Rdubs wrote [quoting Mac Walters]...
Once that backbone is created, we can start to find ways to weave past choices and their consequences in to the story… to flesh out the main plot. But first and foremost, the core story has to be amazing. It has to blow you away, regardless of the different possibilities. That way, we can more certain that every possible version of the story is one that people will love, and hopefully remember for a long time to come.
Soulfyre1 wrote...
Good grief. Seriously? You are taking issue with the bolded text? You are finding fault with the writers' desire to try to incorporate "past choices and their consequences" into the game once the core, the backbone, the nuts and bolts of the game have been created?
The issue is that the "core / backbone" is already pre-canned when we have been told all along the great thing about ME is that our choices will determine the outcome. Pre-canned plots are fine for ME and ME2, but then there were a lot of promises about how since ME3 would be the end it didn't have to follow a pre-canned storyline, it could branch off into wildly different endings. And yet here we are.
Shouldn't the journey be the reward as the destination isn't always pleasant?
Using this defense conceeds that the destination sucks, which is the point of this thread. A lot of people, myself included, had decent expectations for the ending. Those expectations were not mitigated along the way by Bioware trying to temper down people's expectations by saying things like "guys you should know the ending is largely pre-canned" - in fact they actively marketed the opposite.
We are merely participants in a game where they have allowed us to influence the choices found in the game to a certain degree. Ultimately, it is their story of Commander Shepard that they are trying to tell. Not your individual story that they want to tell.

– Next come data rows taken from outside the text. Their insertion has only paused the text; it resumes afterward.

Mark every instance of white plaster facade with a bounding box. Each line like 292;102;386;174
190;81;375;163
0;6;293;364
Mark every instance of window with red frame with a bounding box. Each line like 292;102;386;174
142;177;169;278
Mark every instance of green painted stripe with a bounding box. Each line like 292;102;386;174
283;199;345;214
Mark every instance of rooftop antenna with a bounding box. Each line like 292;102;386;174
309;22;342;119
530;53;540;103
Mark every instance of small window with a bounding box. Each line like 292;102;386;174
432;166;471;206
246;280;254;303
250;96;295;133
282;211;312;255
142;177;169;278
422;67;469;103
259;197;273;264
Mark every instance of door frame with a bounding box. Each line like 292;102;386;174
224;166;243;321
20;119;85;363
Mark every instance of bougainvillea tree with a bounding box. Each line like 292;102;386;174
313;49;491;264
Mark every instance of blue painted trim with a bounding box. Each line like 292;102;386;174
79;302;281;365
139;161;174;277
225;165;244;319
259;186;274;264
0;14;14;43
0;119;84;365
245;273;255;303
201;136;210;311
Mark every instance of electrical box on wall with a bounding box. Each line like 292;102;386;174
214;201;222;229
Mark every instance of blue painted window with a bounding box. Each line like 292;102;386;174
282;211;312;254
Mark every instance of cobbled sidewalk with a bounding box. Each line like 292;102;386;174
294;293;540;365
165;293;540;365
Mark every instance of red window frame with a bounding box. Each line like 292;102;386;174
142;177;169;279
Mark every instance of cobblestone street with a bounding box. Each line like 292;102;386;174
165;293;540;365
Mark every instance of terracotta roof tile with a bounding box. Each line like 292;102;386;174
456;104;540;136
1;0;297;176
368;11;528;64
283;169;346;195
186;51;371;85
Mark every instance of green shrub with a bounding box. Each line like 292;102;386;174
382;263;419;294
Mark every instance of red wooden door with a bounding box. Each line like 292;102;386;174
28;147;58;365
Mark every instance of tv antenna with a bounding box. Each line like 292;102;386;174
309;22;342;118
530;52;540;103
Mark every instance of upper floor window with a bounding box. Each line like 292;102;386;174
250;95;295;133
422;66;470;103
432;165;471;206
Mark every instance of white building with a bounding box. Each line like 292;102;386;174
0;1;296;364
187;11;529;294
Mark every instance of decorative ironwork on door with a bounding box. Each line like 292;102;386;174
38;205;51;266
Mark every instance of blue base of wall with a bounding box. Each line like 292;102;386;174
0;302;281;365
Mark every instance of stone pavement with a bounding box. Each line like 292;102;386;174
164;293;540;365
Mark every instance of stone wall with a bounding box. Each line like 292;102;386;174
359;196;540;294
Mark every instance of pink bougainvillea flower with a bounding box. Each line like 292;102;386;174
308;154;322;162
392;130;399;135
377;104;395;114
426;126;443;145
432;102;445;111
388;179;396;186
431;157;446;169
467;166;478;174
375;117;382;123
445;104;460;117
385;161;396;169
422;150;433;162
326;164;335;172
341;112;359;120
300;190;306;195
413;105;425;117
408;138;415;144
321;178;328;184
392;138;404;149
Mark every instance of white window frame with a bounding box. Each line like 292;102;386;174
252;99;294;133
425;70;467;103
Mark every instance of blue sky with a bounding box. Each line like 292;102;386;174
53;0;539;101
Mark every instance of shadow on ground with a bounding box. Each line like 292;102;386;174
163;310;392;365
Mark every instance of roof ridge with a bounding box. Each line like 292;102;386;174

I get your point, but all along we've been told the magic of Mass Effect is that the game's Shepard is YOUR Shepard, that your decisions have a material impact on the outcome especially in the final piece of the trilogy where the endings can be whatever. If they had been pitching it as, hey you get to make window dressing choices along the way but we're going to pre-decide all the important stuff, it wouldn't have the same allure. That might be how it turned out, but that's not what they've been promising. It would be interesting to see how many people agree with you that the marketing materials and PR statements and interviews clearly made sure people knew the whole "decision" aspect of the game was relevant "only to a certain degree."